September 22 2008 / by TonyManfredi
Category: Technology Year: General Rating: 4 Hot
Underneath the mountainous Swiss Alps the Large Hadron Reactor was completed, albeit now under repair. A recent news report talks of a young Indian girl who committed suicide after hearing of the smashers potentially devastating effects. In the same country women and children have flocked to shrines to pray it won’t precipitate the end of all terranean life.
According to some this 10 billion dollar behemoth is so powerful it could create mini-singularities, aka black holes, that could gobble up more and more of the Earth’s matter until we and our planet are consumed. Believe it or not some people genuinely think this might happen, and have even filed lawsuits in American and European Courts to stop this device from being turned on. While the probability that this machine will destroy us is as sub-atomically small as the very thing we will use it to study, it raises some very interesting questions for the future. More and more our scientific eye is turning to focus on the most incredible questions underlying our very existence, using technology to research these areas that are little understood.
Depending on your point of view that could be more than just a little frightening.
Physicists, through a relentless need to understand our universe, have paved the way to our greatest technological leaps. The research conducted in the 20th century unlocked an unprecedented insight into the forces of electricity, magnetism, gravity, and the atom. These inquiries into the nature of our universe then gave birth to wonders both terrible and triumphant, from computers to nuclear weapons. What followed was the unification of these forces, such as electricity and magnetism, that allowed for the birth of computers and all that they have enabled.

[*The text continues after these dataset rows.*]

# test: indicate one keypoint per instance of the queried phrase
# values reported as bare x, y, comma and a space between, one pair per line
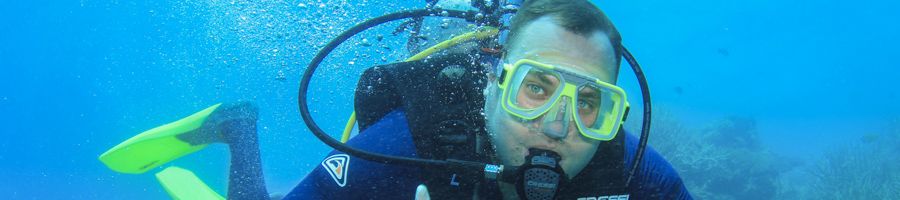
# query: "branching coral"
723, 161
861, 170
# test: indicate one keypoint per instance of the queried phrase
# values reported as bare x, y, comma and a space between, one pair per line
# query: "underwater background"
785, 99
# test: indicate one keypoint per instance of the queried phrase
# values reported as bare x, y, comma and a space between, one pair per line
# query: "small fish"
723, 51
869, 138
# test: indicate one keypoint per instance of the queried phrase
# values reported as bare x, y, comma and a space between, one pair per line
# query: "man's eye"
584, 105
534, 89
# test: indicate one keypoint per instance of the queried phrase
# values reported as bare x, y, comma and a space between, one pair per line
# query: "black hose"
467, 165
645, 128
314, 64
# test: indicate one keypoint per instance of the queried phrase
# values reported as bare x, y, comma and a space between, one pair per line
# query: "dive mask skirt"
536, 91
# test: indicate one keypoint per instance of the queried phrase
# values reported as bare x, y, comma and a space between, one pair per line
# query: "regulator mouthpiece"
540, 176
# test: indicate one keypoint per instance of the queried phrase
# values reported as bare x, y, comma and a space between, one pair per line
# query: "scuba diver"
529, 110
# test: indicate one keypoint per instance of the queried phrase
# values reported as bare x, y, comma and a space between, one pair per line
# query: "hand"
422, 193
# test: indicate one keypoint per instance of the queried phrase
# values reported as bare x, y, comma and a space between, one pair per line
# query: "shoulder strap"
443, 100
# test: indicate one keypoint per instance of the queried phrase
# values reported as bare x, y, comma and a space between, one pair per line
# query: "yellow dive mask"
533, 91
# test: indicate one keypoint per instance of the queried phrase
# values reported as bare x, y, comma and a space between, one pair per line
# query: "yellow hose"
478, 34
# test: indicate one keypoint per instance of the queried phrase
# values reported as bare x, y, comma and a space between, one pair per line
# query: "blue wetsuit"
341, 176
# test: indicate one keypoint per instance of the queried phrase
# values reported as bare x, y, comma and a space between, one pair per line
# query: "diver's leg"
235, 125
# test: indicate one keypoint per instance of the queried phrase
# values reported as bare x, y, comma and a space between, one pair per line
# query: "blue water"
78, 77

And now we are on the brink of the granddaddy of all such convergences, the unification of all forces into a super force, say physicists.

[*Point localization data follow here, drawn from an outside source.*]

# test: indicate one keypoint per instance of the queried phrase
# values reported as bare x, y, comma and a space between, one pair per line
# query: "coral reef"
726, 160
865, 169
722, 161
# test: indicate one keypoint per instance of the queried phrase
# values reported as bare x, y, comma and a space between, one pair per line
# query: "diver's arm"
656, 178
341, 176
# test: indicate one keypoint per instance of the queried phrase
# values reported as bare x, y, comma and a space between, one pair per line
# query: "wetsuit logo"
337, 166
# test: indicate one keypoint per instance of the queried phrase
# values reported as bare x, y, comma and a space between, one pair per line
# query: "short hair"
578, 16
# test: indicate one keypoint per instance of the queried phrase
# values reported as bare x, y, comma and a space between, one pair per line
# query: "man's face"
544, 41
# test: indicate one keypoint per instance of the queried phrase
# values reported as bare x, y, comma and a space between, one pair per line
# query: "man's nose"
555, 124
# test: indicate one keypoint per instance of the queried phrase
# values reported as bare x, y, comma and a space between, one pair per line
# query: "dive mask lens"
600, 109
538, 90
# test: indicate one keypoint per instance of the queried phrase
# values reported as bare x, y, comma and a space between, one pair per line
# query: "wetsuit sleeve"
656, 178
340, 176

The super force is rooted in superstring theory, which some believe explains the fundamental base-level conditions that made possible the Big Bang, that created the heavens and the earth, the sun, and that makes all the wondrous technologies of the earth possible, according to many scientists. Among the possible spin-off effects of understanding this super force are quantuum computing, controlled fusion power, and the understanding of the eqautions that would open up the fabric of space-time.
As we begin to enter a profound age, instruments of discovery, such as the Hadron Collider, may seem increasingly terrifying and difficult to understand. Still, we as a global society will have to decide whether or not to continue tunneling down to the supersting level, funneling resources into such grand science experiments even if it might result in our own demise.
Can we stop ourselves? Can we keep from getting burned as we try to harness the fire?
Correction: Thanks to Cpt Sunbeam for pointing out that the CERN collider smashes protons and not atoms. The header has been adjusted accordingly.